The primary objectives of the Phase I study of Volitinib in China are to evaluate its safety and tolerability in patients in China with advanced cancer and to determine its maximum tolerated dose. The study will also evaluate Volitinib’s preliminary efficacy against various tumors, including lung cancer and gastric cancer, both being major unmet medical needs in China. The c-Met gene amplification status and protein expression levels will be evaluated to help inform subsequent patient selection strategies
In February 2012, HMP commenced the first-in-human Phase I clinical trial of Volitinib in Australia which has progressed well through multiple dose levels and continues as a study of safety, pharmacokinetics, pharmacodynamics, and preliminary efficacy against multiple tumor types, particularly among Caucasian patients. Results of the Phase I trial in Australia are expected in late 2013. Furthermore, the Phase I trial in Australia provides a guide for the selection of the recommended starting dose for the Phase I study in China.

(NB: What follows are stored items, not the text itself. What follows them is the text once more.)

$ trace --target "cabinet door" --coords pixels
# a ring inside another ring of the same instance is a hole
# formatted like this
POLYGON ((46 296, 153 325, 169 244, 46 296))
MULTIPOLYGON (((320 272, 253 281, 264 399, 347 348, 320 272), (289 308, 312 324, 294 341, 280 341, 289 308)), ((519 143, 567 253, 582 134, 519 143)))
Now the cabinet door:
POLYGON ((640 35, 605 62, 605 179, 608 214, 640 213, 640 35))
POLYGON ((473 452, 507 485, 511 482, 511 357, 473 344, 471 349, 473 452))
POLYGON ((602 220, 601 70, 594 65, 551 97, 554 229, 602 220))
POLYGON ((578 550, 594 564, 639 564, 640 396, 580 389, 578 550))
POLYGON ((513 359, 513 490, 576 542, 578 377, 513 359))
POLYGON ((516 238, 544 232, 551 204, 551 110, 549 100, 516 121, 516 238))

Volitinib is a potent ATP-competitive c-Met inhibitor with high selectivity over a 274 kinase panel. Pre-clinical studies of Volitinib have demonstrated tumor growth inhibitory activity in a series of human tumor xenografts, especially for those tumors with c-Met gene amplification or c-Met over-expression.
About the c-Met Signal pathway and Volitinib
The c-Met (also known as HGFR) signaling pathway has specific roles particularly in normal mammalian growth and development. However, this pathway has been shown to function abnormally in a range of different cancers. Volitinib is a potent and highly selective c-Met inhibitor, which has been demonstrated to inhibit the growth of tumors in a series of pre-clinical disease models, especially for those tumors with aberrant c-Met signaling such as gene amplification or c-Met over-expression. In addition these biomarkers provide the potential to explore patient selection strategies in later stage clinical trials.
HMP is a novel drug R&D company focusing on discovering, developing and commercialising innovative therapeutics in oncology and autoimmune diseases. With a team of around 200 scientists and staff, its pipeline is comprised of novel oral compounds for cancer and inflammation in development in North America, Europe, Australia and Greater China.